Right now, a bitcoin transaction has very simple rules.  There are really only two:

A transaction is valid if it satisfies the conditions specified in the inputs it redeems.
A transaction output can only be redeemed once.

That's really all there is to it.  A powerful and useful system defined by just two simple rules.  The pinnacle of engineering and beauty, nothing left to take away.

Now, our computers are really dumb, so things that we take for granted, we have to explain to them in great detail.  So, the software isn't as beautiful as the idea it represents.  We have to tell the computer that you can't have a negative output to balance out a too-large output, and things like that.

Assume that we devise some way to allow the network to take action against double spends.  There are horrifying technical challenges in that task, but we are going to assume that condition, so we don't have to worry about solving them.  Any such scheme is going to destroy the beauty of the system.  There won't be two simple rules that you can explain to literally anyone in 5 minutes, there are going to be three.  And the third one is going to be ugly.  It is going to start out with "Except when..."

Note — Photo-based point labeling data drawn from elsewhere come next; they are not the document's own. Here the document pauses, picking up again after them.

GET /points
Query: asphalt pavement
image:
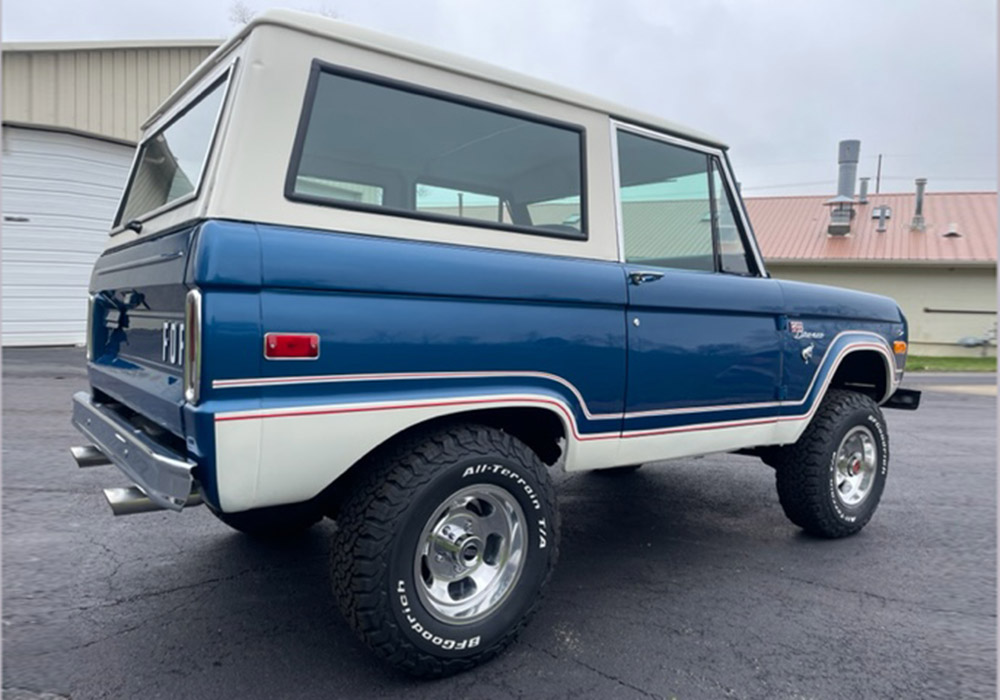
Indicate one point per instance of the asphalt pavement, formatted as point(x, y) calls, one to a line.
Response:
point(682, 580)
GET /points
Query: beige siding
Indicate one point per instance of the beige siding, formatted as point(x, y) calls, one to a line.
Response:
point(107, 91)
point(917, 289)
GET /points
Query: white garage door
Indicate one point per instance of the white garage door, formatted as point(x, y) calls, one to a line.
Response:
point(60, 192)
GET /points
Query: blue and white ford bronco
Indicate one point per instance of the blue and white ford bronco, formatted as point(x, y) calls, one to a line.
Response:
point(357, 278)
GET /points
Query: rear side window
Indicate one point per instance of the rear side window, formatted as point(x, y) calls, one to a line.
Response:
point(170, 162)
point(434, 156)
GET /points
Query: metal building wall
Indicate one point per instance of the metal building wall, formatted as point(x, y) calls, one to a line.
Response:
point(100, 88)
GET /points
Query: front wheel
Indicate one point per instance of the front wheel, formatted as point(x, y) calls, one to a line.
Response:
point(831, 480)
point(442, 551)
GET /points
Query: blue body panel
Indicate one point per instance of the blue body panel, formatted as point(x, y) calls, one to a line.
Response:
point(142, 286)
point(461, 321)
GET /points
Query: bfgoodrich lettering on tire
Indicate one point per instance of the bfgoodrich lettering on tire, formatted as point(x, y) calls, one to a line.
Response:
point(831, 480)
point(442, 551)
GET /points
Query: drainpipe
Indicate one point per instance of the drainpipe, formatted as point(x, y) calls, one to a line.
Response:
point(918, 213)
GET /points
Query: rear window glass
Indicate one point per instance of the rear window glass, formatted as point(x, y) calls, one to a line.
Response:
point(435, 156)
point(170, 162)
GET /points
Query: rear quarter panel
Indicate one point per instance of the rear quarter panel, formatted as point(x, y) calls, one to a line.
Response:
point(408, 331)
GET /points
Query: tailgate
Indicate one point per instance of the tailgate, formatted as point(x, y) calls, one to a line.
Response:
point(137, 326)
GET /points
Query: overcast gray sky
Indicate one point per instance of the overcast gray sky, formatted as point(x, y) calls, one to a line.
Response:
point(781, 81)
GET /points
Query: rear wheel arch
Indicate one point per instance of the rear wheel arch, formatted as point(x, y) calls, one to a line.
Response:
point(543, 430)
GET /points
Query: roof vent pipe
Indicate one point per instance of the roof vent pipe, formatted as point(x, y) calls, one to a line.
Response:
point(918, 213)
point(843, 204)
point(847, 157)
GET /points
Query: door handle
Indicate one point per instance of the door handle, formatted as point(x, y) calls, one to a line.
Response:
point(642, 276)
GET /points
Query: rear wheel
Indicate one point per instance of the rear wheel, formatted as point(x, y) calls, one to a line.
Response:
point(276, 522)
point(831, 480)
point(442, 551)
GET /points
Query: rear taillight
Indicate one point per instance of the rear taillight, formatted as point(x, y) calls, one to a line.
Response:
point(192, 346)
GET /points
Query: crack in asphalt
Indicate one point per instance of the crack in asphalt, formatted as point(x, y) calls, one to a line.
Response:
point(890, 599)
point(599, 672)
point(212, 584)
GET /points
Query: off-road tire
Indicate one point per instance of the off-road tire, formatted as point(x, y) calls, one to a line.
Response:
point(379, 526)
point(805, 470)
point(276, 522)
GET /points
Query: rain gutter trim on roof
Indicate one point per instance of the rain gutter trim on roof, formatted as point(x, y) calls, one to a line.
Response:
point(42, 46)
point(880, 262)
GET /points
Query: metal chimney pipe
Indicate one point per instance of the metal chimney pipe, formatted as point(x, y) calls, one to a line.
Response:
point(847, 157)
point(918, 212)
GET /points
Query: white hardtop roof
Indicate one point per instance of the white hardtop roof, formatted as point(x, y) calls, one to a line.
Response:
point(346, 33)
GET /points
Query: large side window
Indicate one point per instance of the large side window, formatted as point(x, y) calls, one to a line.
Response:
point(367, 143)
point(666, 204)
point(733, 256)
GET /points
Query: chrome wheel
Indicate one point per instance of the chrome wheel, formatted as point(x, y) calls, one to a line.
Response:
point(856, 464)
point(470, 554)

The first rule is math.  The second rule is time.  Both of these are necessary, in that you can't have a system like this without math and time.  The third rule will be the mob.  The third rule will be the one that we added to make some particular group of people happy.  The third rule will be the foot in the door for the fourth rule, to make some other group happy.  And then the fifth.  Next thing you know, we'll have a group of people meeting on an island to add a rule that will solve the world's problems.

Fortunately, I think that people see this.  Even if we could distill the problem down to "just a bit of code", it would destroy the beauty of the system.  The software could take the hit, lot of it is already ugly.  But it would be fatal to the idea that the software represents.

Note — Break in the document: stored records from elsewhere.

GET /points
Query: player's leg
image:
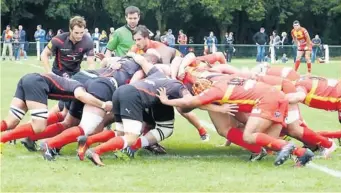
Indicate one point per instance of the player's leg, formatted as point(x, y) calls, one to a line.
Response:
point(298, 59)
point(194, 120)
point(308, 60)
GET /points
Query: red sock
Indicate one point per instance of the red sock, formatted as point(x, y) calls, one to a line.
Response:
point(68, 136)
point(20, 131)
point(299, 151)
point(267, 141)
point(50, 131)
point(202, 131)
point(100, 137)
point(297, 65)
point(113, 144)
point(311, 138)
point(330, 134)
point(309, 67)
point(235, 136)
point(137, 144)
point(3, 126)
point(54, 118)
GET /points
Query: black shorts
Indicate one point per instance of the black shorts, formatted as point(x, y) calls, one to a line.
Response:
point(102, 88)
point(32, 87)
point(83, 76)
point(127, 104)
point(75, 108)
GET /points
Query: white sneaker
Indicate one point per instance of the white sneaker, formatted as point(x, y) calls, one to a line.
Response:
point(326, 152)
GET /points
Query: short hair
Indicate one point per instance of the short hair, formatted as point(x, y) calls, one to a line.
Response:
point(77, 21)
point(132, 10)
point(143, 30)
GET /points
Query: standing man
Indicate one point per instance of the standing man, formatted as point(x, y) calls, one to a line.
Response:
point(7, 36)
point(260, 38)
point(182, 41)
point(69, 49)
point(304, 46)
point(39, 35)
point(123, 36)
point(22, 40)
point(316, 46)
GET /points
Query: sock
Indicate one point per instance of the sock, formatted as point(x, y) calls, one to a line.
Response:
point(20, 131)
point(50, 131)
point(311, 138)
point(297, 65)
point(330, 134)
point(202, 131)
point(54, 118)
point(140, 142)
point(113, 144)
point(235, 136)
point(68, 136)
point(267, 141)
point(309, 67)
point(3, 126)
point(299, 152)
point(100, 137)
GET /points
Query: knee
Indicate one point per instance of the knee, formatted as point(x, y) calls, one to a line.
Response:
point(247, 137)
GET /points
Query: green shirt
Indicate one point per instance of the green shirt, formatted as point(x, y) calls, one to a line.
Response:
point(122, 41)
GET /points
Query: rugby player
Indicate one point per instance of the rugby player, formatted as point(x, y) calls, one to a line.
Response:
point(304, 45)
point(267, 106)
point(33, 91)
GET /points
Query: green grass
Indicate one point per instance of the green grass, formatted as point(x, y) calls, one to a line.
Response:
point(191, 165)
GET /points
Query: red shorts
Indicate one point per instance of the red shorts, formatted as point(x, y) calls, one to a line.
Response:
point(272, 106)
point(302, 47)
point(293, 75)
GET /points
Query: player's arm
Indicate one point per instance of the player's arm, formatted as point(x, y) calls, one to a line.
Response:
point(85, 97)
point(307, 37)
point(189, 102)
point(138, 75)
point(51, 47)
point(188, 59)
point(112, 45)
point(145, 65)
point(298, 96)
point(224, 108)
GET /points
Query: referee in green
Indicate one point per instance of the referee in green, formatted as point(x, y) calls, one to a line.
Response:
point(123, 36)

I like your romantic view of Bitcoin and aesthetics sure are important. Simple solutions that work well is where brilliance of mind shines. If we can improve the system by making some small changes, though, I think we should still to do it. Maybe it will even bring us to an improved simple solution.

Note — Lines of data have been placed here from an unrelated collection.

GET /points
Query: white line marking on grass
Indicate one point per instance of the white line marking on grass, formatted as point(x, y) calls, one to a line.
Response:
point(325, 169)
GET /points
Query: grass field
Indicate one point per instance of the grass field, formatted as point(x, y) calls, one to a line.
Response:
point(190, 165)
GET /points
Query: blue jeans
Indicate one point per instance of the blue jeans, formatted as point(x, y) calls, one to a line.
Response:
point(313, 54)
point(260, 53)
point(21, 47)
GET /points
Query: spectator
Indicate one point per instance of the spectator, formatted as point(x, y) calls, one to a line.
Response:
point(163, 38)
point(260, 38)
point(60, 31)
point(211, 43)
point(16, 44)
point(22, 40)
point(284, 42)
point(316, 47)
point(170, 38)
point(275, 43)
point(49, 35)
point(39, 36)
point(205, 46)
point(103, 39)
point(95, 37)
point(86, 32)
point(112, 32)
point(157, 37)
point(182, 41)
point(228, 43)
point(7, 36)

I'm not convinced my exploit has been resolved, but it may be a misunderstanding of the proposal here. Either way, you haven't convinced me this proposal is sound, and the burden of proof is on the ones claiming they have found a way to make zero-conf Tx safe. If you are really serious about this idea, program it into an altcoin or testnet and get people to run attacks against it. If you are successful, you might create a valuable altcoin or be responsible for a critical fork to bitcoin. At this point however I'm done examining this proposal which is difficult to discern without code.

Thank you for input. I think the concept in the basic version is simple enough to make thought experiments with it. I invite you and others to make more of these about it.

@phelix

http://www.reddit.com/r/CryptoCurrency/comments/1evxuk/how_toalt_coin_with_secure_zeroconf_txns/
FYI, I posted here for other eyeballs.

There is nothing wrong with my proposal or your modification. Mine is more secure, yours is more convenient. It's just a trade-off.

That's how I see it, too.

The bitcoin community is extremely opposed to hard-forks, so don't be discouraged by the lack of enthusiasm. Major changes are only practical in the altcoin community, so consider promoting radical new ideas there.

Yup, by now there is so much money and politics involved with Bitcoin that a change like this can only be implemented once there is a successful altcoin testing the change. Maybe it even needs to rise to a level of popularity that makes Bitcoin devs uncomfortable before it will be seriously considered.

[phelix]

With the simple variant there still seems to be an incentive for the miner of the second block to do tx replacement. Maybe that was what TalkingAntColony tried to tell me above.

Cunicula's version does not have this problem. Could be that it is necessary to destroy coins.